Thursday, January 15, 2004

Gay issues again

Before it becomes too obvious, let me note that I'm not a lawyer. So let's make this really simple.

A marriage consists of a man and a woman. Anything else is not a marriage.

If the participants in love, that's good, but not essential - millions of marriages the world over are arranged by others such that the bride and groom have never even met before marriage. Thus love is not relevant.

If they procreate, that's OK, but not essential.

There is no "right" to get married. Both churches and states have reserved the right to restrict who can marry whom. Professions of love are not sufficient to overcome these, nor is procreation.

Gays have exactly the same right to get married that everyone else does. They just have to marry someone of the opposite sex. That they might love someone else is beside the point.

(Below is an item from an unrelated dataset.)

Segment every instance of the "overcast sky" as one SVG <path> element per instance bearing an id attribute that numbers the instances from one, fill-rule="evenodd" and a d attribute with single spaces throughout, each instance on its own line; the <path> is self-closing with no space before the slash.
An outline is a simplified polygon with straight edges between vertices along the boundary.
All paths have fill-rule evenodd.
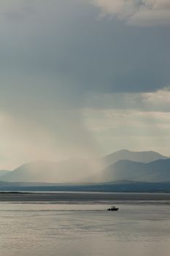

Being gay is not like being a racial minority. Gays are not required to identify themselves as such legally - it's not on their driver's license, passport or any other common legal document. Gays often cannot be recognized as such. Gays can claim to be straight and vice versa and no one can prove otherwise. In short, being gay is not an immutable state, but a choice. As such it's unworthy of being classed with handicaps, race and sex wrt Federal or state protections.

The various differential statuses and rights written into our marriage laws were designed for marriages consisting of a man and a woman. These are not necessarily appropriate for same-sex pairings. Whether it is appropriate to extend these to same-sex marriages should be addressed on an issue-by-issue basis by legislators in advance, and with input from interested parties like insurors. These issues will be addressed, and it will be far more expensive and less orderly if done in the courts after the fact.

The body of law that addresses marriage is large and complex. It would require substantial revision to accomodate new issues that arise with male-male or female-female relationships, and many issues that arise with male-female relationships would not apply. It makes no sense to encumber marriage law with innumerable new "if's" when it is already so complicated.

Such revisions would have to take place in all 50 states. That's a substantial effort. And for what? So a tiny sliver of our population might save some legal paperwork and expense. IMO such a demand is unreasonable.

Although I oppose federalizing marriage law, I would support a Constitional amendment defining marriage as a man and a woman just to prevent chaos.

I recognize that harmonizing marriage laws across the country would be beneficial, however. Surely we have talented lawyers who can write a code for "civil unions", packaging what is appropriate for such couples into something democratically acceptable nationwide. The final product might even result in better marriage laws. So I ask why gays don't pursue this approach?

I've heard some claim that the 14th Amendment somehow has something to do with this issue. I'm sure its authors would be astonished to hear this - I'm guessing that if someone had said "if you give blacks equal rights you're paving the way for homosexual marriage!" he would have been laughed out of the room if not sedated. Those of you who do think that an amendment written almost a century and a half ago can be interpreted so probably owe a huge apology to Senator Rick Santorum.

I guess that's enough flame-bait for one day.